Alopecia, or hair loss, usually occurs on the scalp; hair loss elsewhere on the body is less common and less conspicuous. In the nonscarring form of this disorder (noncicatricial alopecia), the hair follicle can generally regrow hair. But scarring alopecia usually destroys the hair follicle, making hair loss irreversible.
The most common form of nonscarring alopecia is male pattern alopecia, which appears to be related to androgen levels and to aging. Genetic predisposition commonly influences the time of onset, degree of baldness, speed with which it spreads, and pattern of hair loss. Women may experience a similar disorder, called androgenetic alopecia, characterized by diffuse thinning over the top of the scalp.

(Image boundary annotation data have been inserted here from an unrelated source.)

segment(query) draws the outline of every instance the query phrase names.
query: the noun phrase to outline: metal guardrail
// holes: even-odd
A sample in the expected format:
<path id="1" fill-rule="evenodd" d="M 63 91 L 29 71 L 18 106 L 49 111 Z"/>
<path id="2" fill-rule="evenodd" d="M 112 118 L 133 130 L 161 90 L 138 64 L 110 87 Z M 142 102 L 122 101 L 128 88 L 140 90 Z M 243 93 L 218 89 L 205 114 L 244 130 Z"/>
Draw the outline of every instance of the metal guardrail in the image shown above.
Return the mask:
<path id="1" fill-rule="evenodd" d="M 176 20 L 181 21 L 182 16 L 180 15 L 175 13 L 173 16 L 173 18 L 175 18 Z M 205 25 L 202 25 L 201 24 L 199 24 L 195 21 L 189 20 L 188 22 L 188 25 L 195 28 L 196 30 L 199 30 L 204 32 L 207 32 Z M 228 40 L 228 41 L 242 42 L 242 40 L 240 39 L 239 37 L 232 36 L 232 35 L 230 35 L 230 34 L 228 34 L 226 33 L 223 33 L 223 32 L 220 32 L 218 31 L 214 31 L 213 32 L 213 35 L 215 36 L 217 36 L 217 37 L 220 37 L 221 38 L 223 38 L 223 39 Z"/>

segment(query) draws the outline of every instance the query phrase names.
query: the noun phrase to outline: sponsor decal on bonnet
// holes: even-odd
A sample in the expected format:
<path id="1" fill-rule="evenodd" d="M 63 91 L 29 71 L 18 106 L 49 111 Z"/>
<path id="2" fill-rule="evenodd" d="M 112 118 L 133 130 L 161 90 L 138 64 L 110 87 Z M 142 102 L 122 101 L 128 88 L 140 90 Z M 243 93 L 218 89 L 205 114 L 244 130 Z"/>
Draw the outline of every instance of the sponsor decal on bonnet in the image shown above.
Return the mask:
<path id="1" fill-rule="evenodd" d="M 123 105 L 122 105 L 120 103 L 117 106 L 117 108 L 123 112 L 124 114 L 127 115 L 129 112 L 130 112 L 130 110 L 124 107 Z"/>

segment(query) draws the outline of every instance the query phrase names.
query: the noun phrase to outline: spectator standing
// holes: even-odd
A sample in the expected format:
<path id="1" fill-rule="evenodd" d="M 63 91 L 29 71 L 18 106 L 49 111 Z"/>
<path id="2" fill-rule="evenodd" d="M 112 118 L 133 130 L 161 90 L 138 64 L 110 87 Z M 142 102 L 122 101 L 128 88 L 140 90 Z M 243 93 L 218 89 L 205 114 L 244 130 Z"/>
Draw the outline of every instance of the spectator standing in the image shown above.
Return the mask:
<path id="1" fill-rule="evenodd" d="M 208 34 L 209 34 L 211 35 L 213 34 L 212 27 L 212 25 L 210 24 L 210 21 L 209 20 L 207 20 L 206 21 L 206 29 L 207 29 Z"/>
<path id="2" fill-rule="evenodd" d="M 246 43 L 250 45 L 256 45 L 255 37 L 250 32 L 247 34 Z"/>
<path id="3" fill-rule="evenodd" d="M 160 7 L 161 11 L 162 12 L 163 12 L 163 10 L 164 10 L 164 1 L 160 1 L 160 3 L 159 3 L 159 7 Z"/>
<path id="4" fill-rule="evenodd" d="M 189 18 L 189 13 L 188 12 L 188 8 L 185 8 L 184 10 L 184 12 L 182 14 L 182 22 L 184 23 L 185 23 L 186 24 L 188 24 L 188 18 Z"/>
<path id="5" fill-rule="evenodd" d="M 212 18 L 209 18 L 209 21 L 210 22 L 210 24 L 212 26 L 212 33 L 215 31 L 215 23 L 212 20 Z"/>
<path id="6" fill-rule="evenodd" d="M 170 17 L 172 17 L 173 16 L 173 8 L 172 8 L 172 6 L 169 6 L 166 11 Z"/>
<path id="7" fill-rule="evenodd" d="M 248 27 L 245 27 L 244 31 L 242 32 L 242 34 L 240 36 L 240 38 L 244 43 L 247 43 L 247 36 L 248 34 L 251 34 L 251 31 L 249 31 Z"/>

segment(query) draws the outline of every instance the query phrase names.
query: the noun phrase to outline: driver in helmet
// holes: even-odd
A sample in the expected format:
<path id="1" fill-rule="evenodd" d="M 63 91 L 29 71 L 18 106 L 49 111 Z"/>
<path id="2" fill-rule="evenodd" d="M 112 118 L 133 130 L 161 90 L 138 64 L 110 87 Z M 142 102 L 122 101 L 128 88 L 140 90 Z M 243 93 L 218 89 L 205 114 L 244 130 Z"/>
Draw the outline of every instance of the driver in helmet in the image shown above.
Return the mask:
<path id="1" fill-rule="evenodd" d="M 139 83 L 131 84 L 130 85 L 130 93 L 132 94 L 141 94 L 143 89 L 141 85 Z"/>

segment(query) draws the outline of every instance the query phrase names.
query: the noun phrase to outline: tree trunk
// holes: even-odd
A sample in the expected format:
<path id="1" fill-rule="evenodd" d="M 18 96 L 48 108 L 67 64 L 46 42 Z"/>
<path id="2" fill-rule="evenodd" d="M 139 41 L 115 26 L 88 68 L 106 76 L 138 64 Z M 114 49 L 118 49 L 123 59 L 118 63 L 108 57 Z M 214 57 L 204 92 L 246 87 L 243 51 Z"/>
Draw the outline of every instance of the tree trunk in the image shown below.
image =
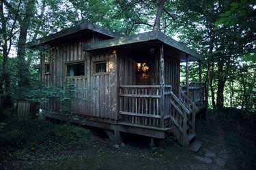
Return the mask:
<path id="1" fill-rule="evenodd" d="M 221 56 L 220 56 L 221 57 Z M 226 70 L 225 71 L 227 71 Z M 222 109 L 224 107 L 224 86 L 226 82 L 225 77 L 223 76 L 223 61 L 218 62 L 218 90 L 217 90 L 217 103 L 216 107 Z"/>
<path id="2" fill-rule="evenodd" d="M 215 109 L 216 108 L 216 104 L 215 104 L 215 92 L 214 92 L 214 88 L 213 87 L 213 71 L 214 71 L 214 65 L 212 66 L 212 74 L 210 78 L 210 88 L 211 90 L 211 93 L 212 93 L 212 108 Z"/>
<path id="3" fill-rule="evenodd" d="M 0 18 L 1 24 L 1 33 L 2 34 L 2 39 L 3 40 L 1 44 L 3 50 L 3 63 L 1 65 L 2 74 L 0 76 L 0 97 L 1 109 L 0 118 L 3 118 L 3 111 L 4 108 L 10 108 L 12 107 L 12 100 L 10 95 L 10 75 L 7 71 L 7 65 L 8 61 L 8 33 L 6 29 L 6 18 L 3 14 L 3 2 L 0 1 Z"/>
<path id="4" fill-rule="evenodd" d="M 164 10 L 164 3 L 166 0 L 158 0 L 158 8 L 157 8 L 157 13 L 156 16 L 155 22 L 153 27 L 153 31 L 159 31 L 160 30 L 160 24 L 161 21 L 161 16 L 162 11 Z"/>
<path id="5" fill-rule="evenodd" d="M 27 65 L 25 60 L 26 40 L 34 7 L 35 0 L 31 1 L 29 4 L 27 4 L 26 14 L 23 20 L 20 20 L 20 35 L 17 47 L 18 85 L 20 86 L 29 85 L 29 65 Z"/>

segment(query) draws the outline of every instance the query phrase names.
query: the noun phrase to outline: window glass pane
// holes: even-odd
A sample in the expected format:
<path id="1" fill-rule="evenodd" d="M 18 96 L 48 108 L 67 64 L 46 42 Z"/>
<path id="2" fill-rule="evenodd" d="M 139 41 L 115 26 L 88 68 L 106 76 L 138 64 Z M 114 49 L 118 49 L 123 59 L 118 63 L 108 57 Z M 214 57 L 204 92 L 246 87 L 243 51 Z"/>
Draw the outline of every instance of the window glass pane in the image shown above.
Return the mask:
<path id="1" fill-rule="evenodd" d="M 49 64 L 45 65 L 45 72 L 50 73 L 50 65 Z"/>
<path id="2" fill-rule="evenodd" d="M 67 65 L 67 76 L 85 75 L 85 63 Z"/>
<path id="3" fill-rule="evenodd" d="M 106 73 L 106 63 L 95 63 L 95 73 Z"/>

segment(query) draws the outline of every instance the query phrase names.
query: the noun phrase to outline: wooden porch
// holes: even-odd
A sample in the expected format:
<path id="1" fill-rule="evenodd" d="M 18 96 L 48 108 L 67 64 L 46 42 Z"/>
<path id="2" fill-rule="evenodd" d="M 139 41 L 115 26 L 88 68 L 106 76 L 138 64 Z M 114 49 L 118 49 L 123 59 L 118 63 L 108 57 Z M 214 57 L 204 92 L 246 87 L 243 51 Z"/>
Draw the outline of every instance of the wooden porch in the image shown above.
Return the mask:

Other forms of nonscarring alopecia include:
physiologic alopecia (usually temporary): sudden hair loss in infants, loss of straight hairline in adolescents, and diffuse hair loss after childbirth
alopecia areata (an autoimmune disorder): generally reversible and self-limiting; usually occurs in young and middle-aged adults of both sexes; also occurs in children
trichotillomania: compulsive pulling, plucking or twisting of one’s own hair; usually occurs in children.
Predisposing factors of nonscarring alopecia also include radiation, many types of drug therapies and drug reactions, bacterial and fungal infections, psoriasis, seborrheic dermatitis (from scratching the affected area), and endocrine disorders, such as thyroid, parathyroid, and pituitary dysfunctions.